Thursday, 21 May 2009

The Game of Politics

Want to know how the Politic Game works? Listen in.

At 09:20 today, Nicky Campbell's phone-in on savage dogs was interrupted to go live outside 10 Downing Street from which a beaming Joanna Lumley had just emerged. Of course, she had been having talks with the PM himself and others regarding the plight of retired Gurkhas who wished to spend their retirement in the country they had proudly fought for. However, Ms. Lumley had nothing to say because there was to be an official announcement by Jacqui Smith at 12:30 and Gordon Brown had only allowed her 'to smile'.

Clearly, the outcome of the meeting had been very positive in favour of the Gurkhas and Lumley's allowed descriptions of the meeting as 'affectionate' and 'generous' were favourable to the munificent Government.

Cast our minds back to less than a month ago, when the same Government had tabled a motion in the Commons to stop any retired Gurkha from settling in the UK after retiring from the Regiment due to excessive cost. In a country that has pretty much open doors to anyone and especially those who sponge on our Welfare State, we were blocking people of a foreign nation who had actually served and fought for us - whose tradition of serving the British nation goes back nearly two centuries and earned the regiment no less than 26 VCs (I am not sure if that is a record for a single regiment).

Back to today, as the Government reels from body blow after blow of bad news mainly wrought upon itself, it chose to embargo the result of the meeting so that a disgraced Home Secretary and beleaguered PM could salvage some of their credibility by appearing as if this was a Government initiative and nothing to do with the campaign fought by Joanna Lumley on behalf of the Gurkhas and the backlash of the defeat of the Government's motion in the Commons, when several of its own MPs decided to forgo their cushy life and vote with their conscience.

The moment of victory, to be savoured, was to be Jacqui Smith's, not some well-educated sounding comedian whose father had served in the regiment with a people he had learned to love and respect.

The Way it Works

You see, this is the way it works. It's all about grandstanding, soundbites and being seen to be doing something. It's why words are far better than deeds as they are cheap and easy. The Gurkhas had to fight, be wounded or die on the battlefield to earn the right for the survivors to live in this country in retirement; it just took a hastily u-turned policy by the Government to salvage a few rating points from an increasingly disgruntled electorate. But, we are a stupid bunch, because many will actually believe that the Government should get credit for this - that this was on their mind all the while. And that's how Politics work - they use the principle of Pavlov's dogs.
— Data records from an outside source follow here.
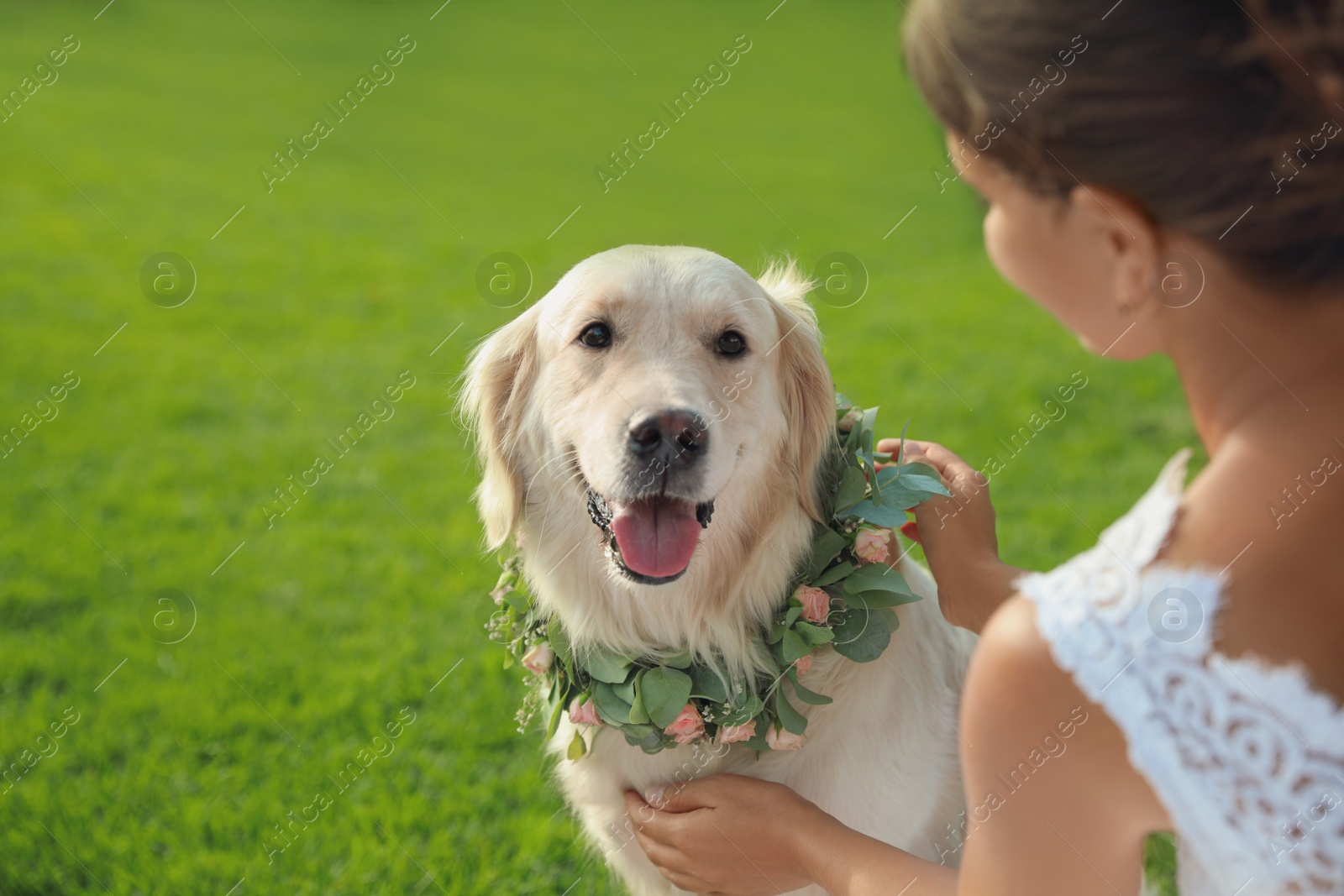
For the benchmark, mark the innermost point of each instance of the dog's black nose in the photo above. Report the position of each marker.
(669, 434)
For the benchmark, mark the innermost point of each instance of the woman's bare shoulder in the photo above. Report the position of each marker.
(1269, 517)
(1021, 715)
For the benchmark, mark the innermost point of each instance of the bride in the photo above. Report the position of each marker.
(1178, 190)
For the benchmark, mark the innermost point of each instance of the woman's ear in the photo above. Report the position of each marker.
(491, 402)
(1132, 241)
(804, 382)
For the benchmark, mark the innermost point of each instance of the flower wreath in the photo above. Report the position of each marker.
(843, 598)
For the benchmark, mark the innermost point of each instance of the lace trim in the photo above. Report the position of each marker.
(1247, 757)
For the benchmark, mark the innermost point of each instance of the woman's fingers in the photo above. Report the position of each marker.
(949, 465)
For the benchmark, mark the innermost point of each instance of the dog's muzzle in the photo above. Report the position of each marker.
(643, 527)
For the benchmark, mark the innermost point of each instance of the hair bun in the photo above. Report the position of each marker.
(1303, 43)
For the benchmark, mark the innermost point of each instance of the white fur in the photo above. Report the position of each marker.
(884, 757)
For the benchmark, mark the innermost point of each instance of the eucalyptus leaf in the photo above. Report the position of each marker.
(804, 694)
(554, 721)
(833, 574)
(920, 483)
(707, 685)
(795, 647)
(638, 714)
(606, 665)
(824, 550)
(813, 634)
(678, 660)
(875, 577)
(625, 689)
(862, 634)
(757, 741)
(920, 469)
(559, 641)
(638, 732)
(879, 600)
(741, 715)
(577, 747)
(664, 692)
(889, 515)
(612, 708)
(792, 720)
(853, 488)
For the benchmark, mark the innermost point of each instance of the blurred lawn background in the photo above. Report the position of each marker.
(315, 633)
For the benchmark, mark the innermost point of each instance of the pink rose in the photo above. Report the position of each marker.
(687, 726)
(870, 544)
(816, 604)
(737, 734)
(783, 739)
(538, 658)
(585, 714)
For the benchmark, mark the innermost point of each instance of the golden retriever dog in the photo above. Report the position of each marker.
(696, 403)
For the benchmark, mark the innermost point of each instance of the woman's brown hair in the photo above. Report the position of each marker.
(1221, 118)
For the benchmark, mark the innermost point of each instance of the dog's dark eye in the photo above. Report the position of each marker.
(596, 336)
(732, 343)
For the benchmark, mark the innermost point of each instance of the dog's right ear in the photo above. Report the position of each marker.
(492, 399)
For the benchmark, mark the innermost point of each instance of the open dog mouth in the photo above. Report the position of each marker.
(651, 540)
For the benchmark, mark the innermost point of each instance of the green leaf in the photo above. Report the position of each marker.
(638, 732)
(879, 600)
(559, 641)
(759, 741)
(833, 574)
(853, 488)
(741, 715)
(707, 685)
(889, 515)
(875, 577)
(920, 469)
(875, 479)
(664, 692)
(795, 647)
(678, 660)
(638, 712)
(862, 634)
(612, 708)
(920, 483)
(625, 689)
(608, 667)
(824, 550)
(804, 694)
(813, 634)
(792, 720)
(577, 747)
(554, 721)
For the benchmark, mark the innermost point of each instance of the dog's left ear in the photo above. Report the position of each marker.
(494, 396)
(804, 380)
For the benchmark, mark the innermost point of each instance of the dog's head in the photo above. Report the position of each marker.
(647, 385)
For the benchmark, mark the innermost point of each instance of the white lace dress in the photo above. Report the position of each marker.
(1247, 757)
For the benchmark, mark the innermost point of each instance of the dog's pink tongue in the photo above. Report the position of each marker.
(658, 537)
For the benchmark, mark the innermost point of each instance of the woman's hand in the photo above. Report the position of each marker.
(729, 835)
(958, 537)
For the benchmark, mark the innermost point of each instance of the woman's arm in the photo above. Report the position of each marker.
(958, 537)
(748, 837)
(1053, 805)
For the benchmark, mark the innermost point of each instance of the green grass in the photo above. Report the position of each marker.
(318, 631)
They ring the gong at 12:30 and we get fed what we are told to believe.

To put it into context, we spent anywhere from £300bn to £1.3 trillion depending on whose baffling figures you read, so that bankers could be saved and could earn their vast profits and bonuses again, so that Hedge Fund managers can earn £billions and pay no tax, yet the total cost if all 36,000 retired Gurkhas had decided to live in Britain en masse was estimated to be £1.3bn. There was a time when we thought such a sum was huge, but we are now desensitised to such numbers in the context of the credit crunch and bank bail outs. £1.3bn seems like chicken feed.

It certainly is in the context of what the Gurkhas have done for us. Roll on 12:30 and let's get Jacqui 'Does Dallas' Smith out of the way - it's all for show. This moment is for the Gurkhas and Joanna Lumley.